Systemise support for the supporters
Ideally, if we consider the disaster cycle, we should include team support right at the beginning in planning and practicing for disasters before they occur. In the words of Diane Ryan from American Red Cross, “That way you don’t have to build the plane while you are doing recovery work, just modify it.” Regardless of whether you find yourself pre- or post-disaster a systemic approach to supporting those within or linked to your organisation is recommended.

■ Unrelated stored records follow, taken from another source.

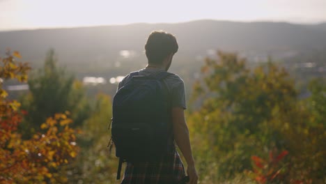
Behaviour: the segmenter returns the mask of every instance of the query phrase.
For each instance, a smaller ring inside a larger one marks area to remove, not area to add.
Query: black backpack
[[[111,139],[119,158],[117,179],[123,162],[155,160],[169,151],[171,107],[162,79],[170,75],[165,71],[148,76],[132,72],[131,79],[114,95]]]

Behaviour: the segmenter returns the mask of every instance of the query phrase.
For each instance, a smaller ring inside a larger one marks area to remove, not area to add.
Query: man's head
[[[153,31],[145,45],[148,64],[163,64],[166,59],[171,57],[172,59],[172,56],[178,52],[178,45],[174,36],[163,31]]]

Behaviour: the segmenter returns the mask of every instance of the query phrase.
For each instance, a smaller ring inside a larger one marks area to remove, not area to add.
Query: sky
[[[0,31],[198,20],[326,22],[326,0],[0,0]]]

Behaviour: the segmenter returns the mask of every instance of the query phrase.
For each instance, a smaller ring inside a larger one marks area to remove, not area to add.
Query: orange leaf
[[[15,51],[13,53],[13,55],[15,57],[17,57],[17,58],[22,58],[22,56],[20,56],[20,54],[19,52],[17,51]]]
[[[276,158],[276,162],[279,162],[284,157],[285,157],[286,155],[288,154],[288,151],[284,151],[282,153],[281,153],[277,158]]]

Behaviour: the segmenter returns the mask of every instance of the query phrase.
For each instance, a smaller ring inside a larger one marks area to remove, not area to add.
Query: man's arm
[[[172,108],[172,122],[174,139],[188,165],[187,173],[189,177],[189,183],[196,184],[198,175],[192,156],[188,127],[185,119],[184,109],[182,107]]]

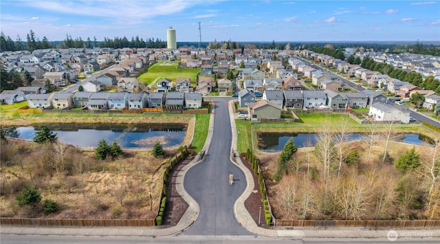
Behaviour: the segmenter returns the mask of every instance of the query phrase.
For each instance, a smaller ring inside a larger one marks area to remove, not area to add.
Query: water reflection
[[[294,138],[294,142],[298,147],[314,146],[318,142],[317,135],[317,133],[259,133],[257,135],[258,146],[259,150],[265,152],[280,151],[291,137]],[[351,133],[348,140],[362,140],[364,137],[360,133]],[[434,144],[432,138],[416,133],[397,134],[393,140],[415,145]]]
[[[123,148],[150,148],[157,142],[163,146],[182,143],[186,133],[185,124],[45,124],[56,133],[58,140],[78,147],[96,146],[104,139],[111,143],[116,140]],[[10,129],[8,136],[32,140],[42,124],[34,127]]]

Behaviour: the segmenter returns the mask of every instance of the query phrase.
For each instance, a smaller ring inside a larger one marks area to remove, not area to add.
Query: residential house
[[[134,77],[125,77],[118,82],[118,90],[133,92],[139,87],[139,80]]]
[[[86,81],[82,85],[82,91],[98,92],[101,90],[101,82],[99,81]]]
[[[99,55],[96,57],[96,63],[99,65],[108,65],[110,63],[110,56],[106,54]]]
[[[347,97],[347,107],[366,108],[368,104],[368,96],[362,92],[349,92],[344,93]]]
[[[94,72],[99,70],[99,65],[98,63],[86,63],[82,65],[85,72]]]
[[[340,80],[331,80],[325,79],[319,85],[320,89],[333,91],[342,91],[342,82]]]
[[[285,106],[287,108],[302,109],[304,97],[302,91],[284,91]]]
[[[187,109],[200,109],[202,103],[201,93],[190,92],[185,94],[185,106]]]
[[[87,107],[87,103],[91,94],[91,91],[76,92],[72,98],[74,106],[78,107]]]
[[[176,91],[188,93],[192,91],[192,87],[190,87],[191,79],[189,78],[177,77],[176,78]]]
[[[302,90],[303,89],[302,83],[293,76],[285,78],[282,82],[284,90]]]
[[[173,87],[173,80],[163,78],[157,82],[157,92],[167,93]],[[162,106],[160,107],[162,107]]]
[[[368,115],[376,121],[410,122],[410,109],[405,105],[375,103],[370,106]]]
[[[232,92],[232,82],[228,79],[221,79],[217,80],[219,92],[221,93],[228,93]]]
[[[327,107],[330,109],[346,109],[349,98],[344,93],[338,93],[332,90],[325,90],[327,95]]]
[[[325,91],[303,90],[302,91],[304,97],[304,107],[314,109],[325,106],[327,104],[327,96],[325,94]]]
[[[15,102],[24,101],[25,100],[24,94],[3,93],[5,91],[3,91],[3,92],[0,93],[0,100],[1,100],[2,104],[12,104]]]
[[[252,91],[243,89],[239,91],[239,103],[240,107],[248,107],[250,103],[255,102],[255,95]]]
[[[266,90],[282,90],[283,80],[278,78],[265,78],[263,81],[263,86]]]
[[[185,93],[183,92],[168,92],[165,107],[169,109],[182,109],[184,107]]]
[[[390,80],[386,89],[390,93],[397,95],[400,87],[409,84],[410,82],[408,82],[402,81],[399,80]]]
[[[68,109],[74,107],[74,93],[57,92],[52,96],[52,106],[56,109]]]
[[[148,94],[149,108],[162,108],[165,104],[164,92],[152,92]]]
[[[129,95],[129,109],[140,109],[146,107],[148,101],[148,94],[142,91],[139,93]]]
[[[279,119],[281,118],[281,107],[267,100],[248,104],[250,117],[252,120],[261,119]]]
[[[401,98],[409,98],[410,93],[413,91],[421,91],[421,88],[412,84],[408,84],[400,87],[399,89],[399,96]]]
[[[249,89],[252,91],[263,91],[263,80],[245,80],[243,82],[244,89]]]
[[[113,86],[118,85],[116,76],[109,73],[105,73],[98,76],[96,80],[100,82],[102,86]]]
[[[125,91],[111,92],[107,98],[109,109],[122,109],[129,105],[129,93]]]
[[[265,90],[263,93],[263,99],[272,102],[280,108],[284,106],[284,93],[280,90]]]
[[[54,93],[31,94],[28,96],[28,106],[34,109],[48,109],[52,107],[52,97]]]
[[[109,108],[108,99],[109,92],[94,92],[89,98],[87,109],[107,109]]]
[[[432,94],[425,97],[425,102],[424,102],[422,107],[428,109],[432,109],[439,102],[440,102],[440,96]]]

Develop support processes and systems - from screening and induction of staff and volunteers, and fatigue management practices through to follow up after someone exits the organisation. Plan and resource support so that it will continue to be accessible over time, acknowledging that community recovery is a protracted process. Consider too, exit and career planning advice and after-role follow up support as impacts of the role may linger or become evident afterwards. Organisations such as the Antares Foundation, the Headington Institute, and the Mandala Foundation specialise in advising as to how to go about this.
Assessment of the success of a recovery programme needs to include a measure of how well the organisation supported its workers.

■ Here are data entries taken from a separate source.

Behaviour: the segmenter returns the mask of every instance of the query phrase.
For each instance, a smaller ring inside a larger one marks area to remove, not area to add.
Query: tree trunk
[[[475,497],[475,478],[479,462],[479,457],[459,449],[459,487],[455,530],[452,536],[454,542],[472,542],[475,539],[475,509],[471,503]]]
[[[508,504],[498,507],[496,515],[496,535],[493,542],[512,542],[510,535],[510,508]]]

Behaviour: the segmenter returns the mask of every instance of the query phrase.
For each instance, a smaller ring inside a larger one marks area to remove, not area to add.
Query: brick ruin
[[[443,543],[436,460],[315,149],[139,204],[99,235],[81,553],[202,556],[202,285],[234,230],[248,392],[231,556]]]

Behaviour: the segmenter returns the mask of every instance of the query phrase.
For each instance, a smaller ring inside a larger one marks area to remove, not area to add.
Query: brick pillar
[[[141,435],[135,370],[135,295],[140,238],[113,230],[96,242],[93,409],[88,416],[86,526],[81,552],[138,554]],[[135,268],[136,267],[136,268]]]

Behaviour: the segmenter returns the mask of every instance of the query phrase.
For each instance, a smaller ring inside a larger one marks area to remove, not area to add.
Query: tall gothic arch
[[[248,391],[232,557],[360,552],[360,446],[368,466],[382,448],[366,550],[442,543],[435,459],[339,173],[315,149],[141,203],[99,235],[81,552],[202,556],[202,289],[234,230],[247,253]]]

As part of your organisational culture and language remove any unhelpful self-sacrifice or tough ‘John Wayne’ expectations; reduce stigma or punitive reactions to discussing limitations or stress reactions. View staff support, self-care and help-seeking behaviour as indications of professionalism, not weakness. Make it uncomfortable for people to not look after themselves or their team, rather than the status quo of it being uncomfortable to consider their own needs. Be proud to be an organisation that values and supports its people. Advocate, educate and lead the way. It should not be something to keep under wraps with the public or with donors, but an example of your ethics and your belief in doing the right thing, by your people, but also ultimately by the people you serve.
Don’t be ashamed of it – trade on it. Being ethical, valuing people, is attractive. Dr James Guy – Headington Institute.
A dedicated role for staff support is required. With operational pressures and in the face of unmet need, it is too easy to lose sight of the priority of worker wellbeing, and in the words of Ted Tuthill (British Red Cross), “It is easier to start well rather than do the catch up.” The ideal is to embed the person within the team so they are known, and are therefore approachable and they understand the environment, context and challenges. Jill Hofmann from American Red Cross talked about those tasked with looking out for the workers and volunteers after 9-11. They spent most of their time chatting, eating, hanging out with the workers during breaks, being part of bonhomie. Workers and volunteers brought up issues if and as they arose, without being probed and without creating a distant formal process that the workers and volunteers were unlikely to engage with.